- Date: 6 March – 6 December
- Edition: 29th

Champions
- Spain
| Davis Cup |

= 2009 Davis Cup World Group =

The World Group was the highest level of Davis Cup competition in 2009. The first-round losers went into the Davis Cup World Group play-offs, and the winners progress to the quarterfinals. The quarterfinalists were guaranteed a World Group spot for 2010.

==Participating teams==

Participating teams
| Argentina | Austria | Chile | Croatia |
| Czech Republic | France | Germany | Israel |
| Netherlands | Romania | Russia | Serbia |
| Spain | Sweden | Switzerland | United States |

==First round==
===Sweden vs. Israel===

====Controversy and riots====

Sweden attracted controversy when they forbade fans from seeing the matches inside Baltiska Hallen, fearing anti-Israeli violence. Several Swedish politicians, including the mayor of Malmö and the head of the Green Party, said that they wanted to cancel the match instead of having an Israeli team play in the city, but after it was strongly pointed out that Sweden would suffer a forfeit loss and immediate elimination from the Cup tournament, the prospect of a cancellation was nixed. A proposal to move the matches to Stockholm fell through because of limited preparation time. Israeli player Andy Ram condemned the switch, calling it a "stupid decision". On the 7 March a breakaway group from an anti-Israel protest attacked police outside the stadium as the match was ongoing inside.

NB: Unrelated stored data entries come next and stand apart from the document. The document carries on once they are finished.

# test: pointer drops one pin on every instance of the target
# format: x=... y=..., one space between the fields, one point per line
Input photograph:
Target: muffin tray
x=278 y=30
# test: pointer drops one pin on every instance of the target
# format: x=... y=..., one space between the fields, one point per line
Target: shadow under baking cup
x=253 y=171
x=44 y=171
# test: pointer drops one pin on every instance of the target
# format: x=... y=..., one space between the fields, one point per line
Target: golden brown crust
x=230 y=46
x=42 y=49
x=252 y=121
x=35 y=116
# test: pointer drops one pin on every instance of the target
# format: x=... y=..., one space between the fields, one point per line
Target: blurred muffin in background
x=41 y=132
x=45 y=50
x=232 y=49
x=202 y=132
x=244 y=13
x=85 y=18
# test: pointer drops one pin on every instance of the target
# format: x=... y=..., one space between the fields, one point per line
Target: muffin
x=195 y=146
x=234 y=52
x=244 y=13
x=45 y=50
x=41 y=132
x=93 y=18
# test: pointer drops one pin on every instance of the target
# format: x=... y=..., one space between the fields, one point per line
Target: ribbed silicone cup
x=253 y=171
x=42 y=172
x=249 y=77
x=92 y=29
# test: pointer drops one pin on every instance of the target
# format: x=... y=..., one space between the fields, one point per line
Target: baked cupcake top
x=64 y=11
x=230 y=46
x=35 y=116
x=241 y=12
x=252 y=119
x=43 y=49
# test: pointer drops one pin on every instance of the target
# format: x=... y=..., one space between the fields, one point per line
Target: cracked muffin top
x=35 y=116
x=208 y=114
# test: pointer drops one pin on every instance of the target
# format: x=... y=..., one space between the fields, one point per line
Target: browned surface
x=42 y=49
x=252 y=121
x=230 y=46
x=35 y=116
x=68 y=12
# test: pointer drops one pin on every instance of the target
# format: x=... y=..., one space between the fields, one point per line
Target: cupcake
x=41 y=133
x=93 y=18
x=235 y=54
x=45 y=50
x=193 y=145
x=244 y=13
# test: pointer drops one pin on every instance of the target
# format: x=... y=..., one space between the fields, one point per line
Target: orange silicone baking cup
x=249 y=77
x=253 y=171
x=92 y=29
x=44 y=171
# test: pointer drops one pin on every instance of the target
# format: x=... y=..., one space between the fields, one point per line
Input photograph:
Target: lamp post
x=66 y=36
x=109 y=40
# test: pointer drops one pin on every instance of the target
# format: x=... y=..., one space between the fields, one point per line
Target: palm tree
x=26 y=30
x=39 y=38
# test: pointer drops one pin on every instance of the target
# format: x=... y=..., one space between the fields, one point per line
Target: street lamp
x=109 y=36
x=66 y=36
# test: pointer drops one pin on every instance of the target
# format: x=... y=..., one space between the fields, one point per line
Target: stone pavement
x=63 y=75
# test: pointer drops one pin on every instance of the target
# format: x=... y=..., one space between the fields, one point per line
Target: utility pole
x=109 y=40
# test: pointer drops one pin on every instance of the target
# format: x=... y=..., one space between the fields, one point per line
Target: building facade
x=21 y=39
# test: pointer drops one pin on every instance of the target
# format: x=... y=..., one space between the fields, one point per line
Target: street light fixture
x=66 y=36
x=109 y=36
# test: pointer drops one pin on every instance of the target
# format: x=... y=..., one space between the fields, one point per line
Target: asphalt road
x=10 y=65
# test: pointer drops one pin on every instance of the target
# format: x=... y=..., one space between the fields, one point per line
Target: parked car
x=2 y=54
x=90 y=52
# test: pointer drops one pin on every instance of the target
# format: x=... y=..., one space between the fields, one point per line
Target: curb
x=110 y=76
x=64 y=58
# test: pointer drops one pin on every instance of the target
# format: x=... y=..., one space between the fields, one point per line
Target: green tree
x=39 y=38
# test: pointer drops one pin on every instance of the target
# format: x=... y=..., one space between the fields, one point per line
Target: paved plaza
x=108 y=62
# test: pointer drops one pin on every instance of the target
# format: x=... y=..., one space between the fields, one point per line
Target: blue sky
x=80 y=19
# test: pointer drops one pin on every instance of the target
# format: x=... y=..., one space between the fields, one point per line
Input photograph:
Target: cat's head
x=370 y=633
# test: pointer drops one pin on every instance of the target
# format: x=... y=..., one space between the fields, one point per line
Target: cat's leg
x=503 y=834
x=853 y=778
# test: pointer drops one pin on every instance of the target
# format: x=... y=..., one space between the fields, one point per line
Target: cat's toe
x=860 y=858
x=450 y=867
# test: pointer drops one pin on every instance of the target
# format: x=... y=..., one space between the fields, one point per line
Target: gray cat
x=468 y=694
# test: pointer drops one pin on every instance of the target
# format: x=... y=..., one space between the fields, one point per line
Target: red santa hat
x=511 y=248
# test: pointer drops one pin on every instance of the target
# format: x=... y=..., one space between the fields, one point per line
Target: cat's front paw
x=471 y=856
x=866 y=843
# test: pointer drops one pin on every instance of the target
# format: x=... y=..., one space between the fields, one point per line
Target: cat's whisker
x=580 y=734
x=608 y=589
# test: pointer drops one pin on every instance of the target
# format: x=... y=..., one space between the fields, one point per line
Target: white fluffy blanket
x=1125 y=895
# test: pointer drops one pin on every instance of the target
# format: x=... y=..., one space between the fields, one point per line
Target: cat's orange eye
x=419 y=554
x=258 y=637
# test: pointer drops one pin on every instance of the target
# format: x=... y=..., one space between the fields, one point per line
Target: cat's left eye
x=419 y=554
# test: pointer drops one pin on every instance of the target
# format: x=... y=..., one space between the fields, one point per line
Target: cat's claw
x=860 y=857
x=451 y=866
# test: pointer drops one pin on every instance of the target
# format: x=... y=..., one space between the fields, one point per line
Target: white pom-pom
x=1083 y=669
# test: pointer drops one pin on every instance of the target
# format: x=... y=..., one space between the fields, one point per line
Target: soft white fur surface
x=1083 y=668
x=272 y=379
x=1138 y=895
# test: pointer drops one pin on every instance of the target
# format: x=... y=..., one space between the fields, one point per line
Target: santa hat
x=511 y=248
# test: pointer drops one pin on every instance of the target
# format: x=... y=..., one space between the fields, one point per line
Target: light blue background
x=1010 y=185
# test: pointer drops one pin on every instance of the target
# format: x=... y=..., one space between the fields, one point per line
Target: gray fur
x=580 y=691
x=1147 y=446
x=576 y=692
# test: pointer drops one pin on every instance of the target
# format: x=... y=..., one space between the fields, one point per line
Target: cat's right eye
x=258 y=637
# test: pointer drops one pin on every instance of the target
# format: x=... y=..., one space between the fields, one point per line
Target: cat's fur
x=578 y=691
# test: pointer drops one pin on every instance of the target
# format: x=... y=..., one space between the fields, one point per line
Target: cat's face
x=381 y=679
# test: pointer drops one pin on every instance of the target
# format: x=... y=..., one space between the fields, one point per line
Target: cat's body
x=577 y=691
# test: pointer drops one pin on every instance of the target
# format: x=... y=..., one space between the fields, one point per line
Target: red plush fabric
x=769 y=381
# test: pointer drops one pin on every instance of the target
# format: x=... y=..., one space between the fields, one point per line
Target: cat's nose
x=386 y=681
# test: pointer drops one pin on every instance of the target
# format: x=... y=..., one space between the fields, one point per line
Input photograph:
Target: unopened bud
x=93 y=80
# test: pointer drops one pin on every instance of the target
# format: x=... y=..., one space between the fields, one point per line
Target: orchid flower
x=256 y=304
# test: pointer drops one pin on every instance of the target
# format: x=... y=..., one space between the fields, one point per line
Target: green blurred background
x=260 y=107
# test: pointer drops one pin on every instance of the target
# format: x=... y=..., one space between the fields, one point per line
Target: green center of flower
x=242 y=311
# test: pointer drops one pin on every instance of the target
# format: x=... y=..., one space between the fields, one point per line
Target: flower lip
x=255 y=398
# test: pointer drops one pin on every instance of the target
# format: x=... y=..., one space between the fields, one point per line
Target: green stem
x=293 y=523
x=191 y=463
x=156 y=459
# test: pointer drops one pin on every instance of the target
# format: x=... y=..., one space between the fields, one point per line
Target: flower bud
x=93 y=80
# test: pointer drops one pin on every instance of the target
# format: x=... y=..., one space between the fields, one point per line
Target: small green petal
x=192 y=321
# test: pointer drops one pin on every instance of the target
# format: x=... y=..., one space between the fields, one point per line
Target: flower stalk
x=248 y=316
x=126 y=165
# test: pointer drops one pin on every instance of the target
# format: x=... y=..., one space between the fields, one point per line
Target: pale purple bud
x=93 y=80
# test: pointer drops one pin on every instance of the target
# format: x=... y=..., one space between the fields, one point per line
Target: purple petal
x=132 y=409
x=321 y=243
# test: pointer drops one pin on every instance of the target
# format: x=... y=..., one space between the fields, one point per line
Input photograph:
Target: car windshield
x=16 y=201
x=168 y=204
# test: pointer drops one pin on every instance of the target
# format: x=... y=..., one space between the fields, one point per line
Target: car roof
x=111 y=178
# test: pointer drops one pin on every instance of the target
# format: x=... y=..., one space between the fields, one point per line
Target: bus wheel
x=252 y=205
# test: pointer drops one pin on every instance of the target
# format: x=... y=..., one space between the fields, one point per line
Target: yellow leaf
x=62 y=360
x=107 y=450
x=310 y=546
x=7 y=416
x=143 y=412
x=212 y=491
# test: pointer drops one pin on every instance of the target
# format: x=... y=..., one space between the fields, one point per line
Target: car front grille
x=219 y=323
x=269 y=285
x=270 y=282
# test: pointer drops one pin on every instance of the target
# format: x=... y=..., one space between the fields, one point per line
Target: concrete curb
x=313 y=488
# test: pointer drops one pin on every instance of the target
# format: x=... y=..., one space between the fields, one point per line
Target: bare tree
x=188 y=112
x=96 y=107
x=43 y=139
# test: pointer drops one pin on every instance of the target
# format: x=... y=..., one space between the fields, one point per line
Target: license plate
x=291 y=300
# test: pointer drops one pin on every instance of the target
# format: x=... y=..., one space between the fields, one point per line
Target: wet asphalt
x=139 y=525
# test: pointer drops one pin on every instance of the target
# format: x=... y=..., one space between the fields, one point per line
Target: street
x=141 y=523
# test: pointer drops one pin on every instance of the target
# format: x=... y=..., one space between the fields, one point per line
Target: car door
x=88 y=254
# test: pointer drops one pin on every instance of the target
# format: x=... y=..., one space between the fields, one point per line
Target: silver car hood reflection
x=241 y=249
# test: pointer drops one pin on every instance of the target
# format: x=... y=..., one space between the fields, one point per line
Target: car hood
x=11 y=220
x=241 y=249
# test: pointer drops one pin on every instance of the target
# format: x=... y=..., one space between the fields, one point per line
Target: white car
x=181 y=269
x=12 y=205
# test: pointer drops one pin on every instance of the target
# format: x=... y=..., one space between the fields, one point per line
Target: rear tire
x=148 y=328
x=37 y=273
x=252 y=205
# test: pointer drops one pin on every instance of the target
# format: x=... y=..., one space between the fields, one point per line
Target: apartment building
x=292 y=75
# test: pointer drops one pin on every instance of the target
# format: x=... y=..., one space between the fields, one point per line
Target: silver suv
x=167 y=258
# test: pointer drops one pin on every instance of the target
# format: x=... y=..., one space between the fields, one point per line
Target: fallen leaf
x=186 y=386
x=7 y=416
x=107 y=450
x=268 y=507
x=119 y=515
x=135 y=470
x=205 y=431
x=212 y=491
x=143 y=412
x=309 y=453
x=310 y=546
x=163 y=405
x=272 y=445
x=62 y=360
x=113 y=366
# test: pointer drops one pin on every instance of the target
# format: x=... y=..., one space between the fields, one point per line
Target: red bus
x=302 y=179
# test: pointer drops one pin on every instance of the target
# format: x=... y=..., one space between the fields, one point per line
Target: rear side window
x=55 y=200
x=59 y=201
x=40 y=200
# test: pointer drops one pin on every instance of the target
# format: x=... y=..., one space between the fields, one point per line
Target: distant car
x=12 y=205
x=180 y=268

The Davis Cup fined the Swedish tennis federation $25,000 and ordered them to pay an additional $15,000 in what would have been gate receipts. The city of Malmö was also banned from hosting Davis Cup matches for the next five years, and Sweden will lose its choice of venue if it happens again, being required to guarantee that future matches will be open to the public. Since 2009, Israeli teams have competed in numerous sporting events inside Sweden and no repeat instances of attempted boycotts/spectator bans have been tried since Malmo.